Higgins has spent quality time in several areas of service, teaching entrepreneurship to school children, advocating through PACT for gun-violence intervention as part of the Downtown Neighbors Alliance.
Barreiro says she’s the candidate who knows the district’s residents best, thanks to watching her husband become a popular and responsive commissioner by addressing the needs of the people, mainly elderly Hispanics.
“I have lived in the district for 32 years and I have been exposed to all its issues, and there is much inequality,” Barreiro said. She rejects the idea that she should not run because her husband is vacating the same seat. “Why should I be limited?” she said.
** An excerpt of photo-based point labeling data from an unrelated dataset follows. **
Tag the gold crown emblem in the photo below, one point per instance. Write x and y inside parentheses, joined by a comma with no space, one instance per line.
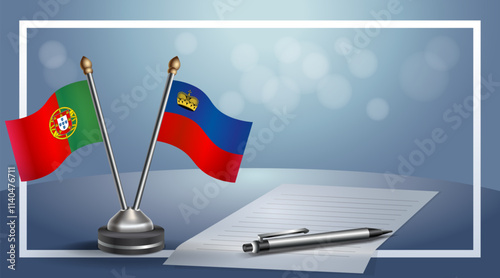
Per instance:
(187,101)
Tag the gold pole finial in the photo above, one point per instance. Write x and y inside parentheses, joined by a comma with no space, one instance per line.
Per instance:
(174,65)
(86,65)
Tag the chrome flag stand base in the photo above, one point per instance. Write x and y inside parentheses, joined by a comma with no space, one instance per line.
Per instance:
(131,232)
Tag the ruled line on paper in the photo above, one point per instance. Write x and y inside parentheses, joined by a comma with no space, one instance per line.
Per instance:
(317,208)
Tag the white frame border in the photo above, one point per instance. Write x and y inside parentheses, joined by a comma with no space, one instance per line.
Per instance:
(475,25)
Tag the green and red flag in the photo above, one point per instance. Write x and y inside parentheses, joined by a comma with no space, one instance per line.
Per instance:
(44,139)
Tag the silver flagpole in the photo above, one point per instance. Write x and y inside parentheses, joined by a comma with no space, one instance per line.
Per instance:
(173,66)
(86,66)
Barreiro wants to focus on the leg of the SMART Plan that will link downtown Miami to Miami Beach and she wants to keep Metromover a free ride. But her campaign relies too heavily on personal connections, name recognition and a flood of mailers. The district needs a representative with a deeper understanding of the challenges and solutions than Barreiro brings.
Higgins, on the other hand, is knocking on doors, pushing her idea that the commission needs a practical thinker with practical solutions who will protect taxpayers’ money.
Higgins’ campaign blundered this week when a letter of endorsement from Miami-Dade Commissioner Xavier Suarez was mistakenly edited to say his father had been a member of Cuba’s feared G-2, instead of arrested and thrown in jail by G-2. Careless, but not a dealbreaker.
Higgins is full of energy and new ideas and a sense of duty to serve the public in the progressive style of former Commissioner Katy Sorenson. She has a smart, crisp and engaging appeal we have not seen in a long time. She can tell you which bus routes are underserved; she has realistic solutions to affordable housing and wants to make the county’s sea-level-rise resiliency effort “move faster.”
As the much-stronger candidate, the Herald recommends EILEEN HIGGINS for Miami-Dade Commission District 5.